[Editor's Note: An earlier version of this story was headlined "Youngsville sports complex loses tax appeal." We changed the headline to avoid readers confusing Topshelf Sports, a privately owned business, with the city-owned Youngsville Sports Complex.]
Topshelf Sports in Youngsville has been ordered by the 3rd Circuit Court of Appeal to pony up almost $43,000 in back taxes owed to the Lafayette Parish School System. The 32,000-square foot facility includes a skating rink, locker rooms, basketball goals and other amenities.
It was notified by the LPSS Sales Tax Division in September of 2014 that it owed just over $40,000 in back taxes on sales for 2011 through 2013. The facility appealed to the state Board of Tax Appeals, which sided with the school system. (The final amount Topshelf is being held liable for — $42,944.19 — includes interest and penalties.)
Topshelf claimed in its appeal that “the arrangements it had with its customers were non-taxable rental income” on immovable property, according to the 3rd Circuit opinion released Wednesday. “In essence,” the opinion clarifies, “Topshelf argued that it provided leases of immovable property which were not subject to sales tax, or alternatively, sales for resale that are excluded from tax. The BTA disagreed and found that Topshelf was operating an entertainment, athletic, or recreational facility ... subject to tax.”
In a six-page opinion — short by appellate standards — authored by Judge Shannon Gremillion, the 3rd Circuit enumerated reasons why Topshelf’s argument that its facility wasn’t subject to sales tax because it was “rented” by outside groups was in error:
Topshelf never relinquished possession of the building, as would occur in a lease. Topshelf employees were present at all times, and, at their discretion, sold food and beverages. Topshelf employees opened and closed the building and set up for events and activities. Topshelf cleaned up after activities concluded. Many of the events held at Topshelf were very limited in nature and duration, such as two-hour birthday parties.

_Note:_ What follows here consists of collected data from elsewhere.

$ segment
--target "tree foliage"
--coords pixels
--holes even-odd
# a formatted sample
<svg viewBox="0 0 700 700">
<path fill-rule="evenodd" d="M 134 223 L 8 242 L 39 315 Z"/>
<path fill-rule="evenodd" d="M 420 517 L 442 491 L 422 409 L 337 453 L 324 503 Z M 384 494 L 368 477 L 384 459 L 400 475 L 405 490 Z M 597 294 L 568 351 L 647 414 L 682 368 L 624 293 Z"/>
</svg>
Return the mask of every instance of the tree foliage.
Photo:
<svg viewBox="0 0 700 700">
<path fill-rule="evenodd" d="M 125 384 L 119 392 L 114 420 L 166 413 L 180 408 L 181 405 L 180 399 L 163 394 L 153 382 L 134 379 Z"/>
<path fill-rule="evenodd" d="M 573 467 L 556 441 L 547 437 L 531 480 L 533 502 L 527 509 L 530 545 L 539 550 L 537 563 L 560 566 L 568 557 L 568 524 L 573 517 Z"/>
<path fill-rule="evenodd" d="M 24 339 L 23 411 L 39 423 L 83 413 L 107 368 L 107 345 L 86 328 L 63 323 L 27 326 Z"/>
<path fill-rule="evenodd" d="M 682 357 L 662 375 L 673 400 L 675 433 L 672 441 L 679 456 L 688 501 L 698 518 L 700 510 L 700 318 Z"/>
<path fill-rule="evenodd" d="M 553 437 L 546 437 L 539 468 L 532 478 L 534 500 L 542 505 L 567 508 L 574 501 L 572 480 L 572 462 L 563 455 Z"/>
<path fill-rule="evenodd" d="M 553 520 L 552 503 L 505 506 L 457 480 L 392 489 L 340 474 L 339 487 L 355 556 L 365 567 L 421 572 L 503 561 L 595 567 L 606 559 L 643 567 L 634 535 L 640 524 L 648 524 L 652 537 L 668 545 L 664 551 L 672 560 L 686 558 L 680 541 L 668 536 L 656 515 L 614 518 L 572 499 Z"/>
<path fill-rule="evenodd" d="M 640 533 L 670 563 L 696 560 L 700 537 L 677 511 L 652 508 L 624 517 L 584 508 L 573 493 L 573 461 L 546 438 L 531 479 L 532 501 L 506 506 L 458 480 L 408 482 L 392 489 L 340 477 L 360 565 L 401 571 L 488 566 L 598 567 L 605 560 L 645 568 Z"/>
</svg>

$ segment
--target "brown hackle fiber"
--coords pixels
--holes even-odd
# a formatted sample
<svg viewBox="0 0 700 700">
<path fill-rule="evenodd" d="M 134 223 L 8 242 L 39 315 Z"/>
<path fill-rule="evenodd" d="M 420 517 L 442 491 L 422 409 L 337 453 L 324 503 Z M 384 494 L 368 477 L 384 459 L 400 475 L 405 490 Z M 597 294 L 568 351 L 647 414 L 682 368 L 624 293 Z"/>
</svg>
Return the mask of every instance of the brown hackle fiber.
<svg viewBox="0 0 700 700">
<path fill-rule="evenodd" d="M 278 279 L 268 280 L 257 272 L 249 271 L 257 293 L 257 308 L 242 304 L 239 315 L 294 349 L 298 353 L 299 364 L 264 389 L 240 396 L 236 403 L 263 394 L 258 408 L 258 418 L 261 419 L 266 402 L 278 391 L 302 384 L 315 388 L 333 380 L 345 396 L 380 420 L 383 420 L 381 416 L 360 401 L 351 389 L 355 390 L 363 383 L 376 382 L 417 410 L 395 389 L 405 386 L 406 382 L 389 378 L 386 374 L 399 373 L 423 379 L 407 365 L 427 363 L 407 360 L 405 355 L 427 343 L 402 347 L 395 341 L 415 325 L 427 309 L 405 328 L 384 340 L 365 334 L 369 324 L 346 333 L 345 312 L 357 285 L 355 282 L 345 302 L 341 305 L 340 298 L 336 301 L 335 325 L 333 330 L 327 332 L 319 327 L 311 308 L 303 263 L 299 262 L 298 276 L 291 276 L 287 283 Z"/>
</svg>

...It is a mischaracterization to call the fees paid “rent.” Topshelf retained ultimate control over the facility. That fact that Topshelf’s patrons were given the privilege of access to the facility in return for a fee cannot be transformed by designating it as a “lease” in which its patrons paid “rent.”
Simply, this is not the kind of a lease envisioned by the legislature as being tax-free.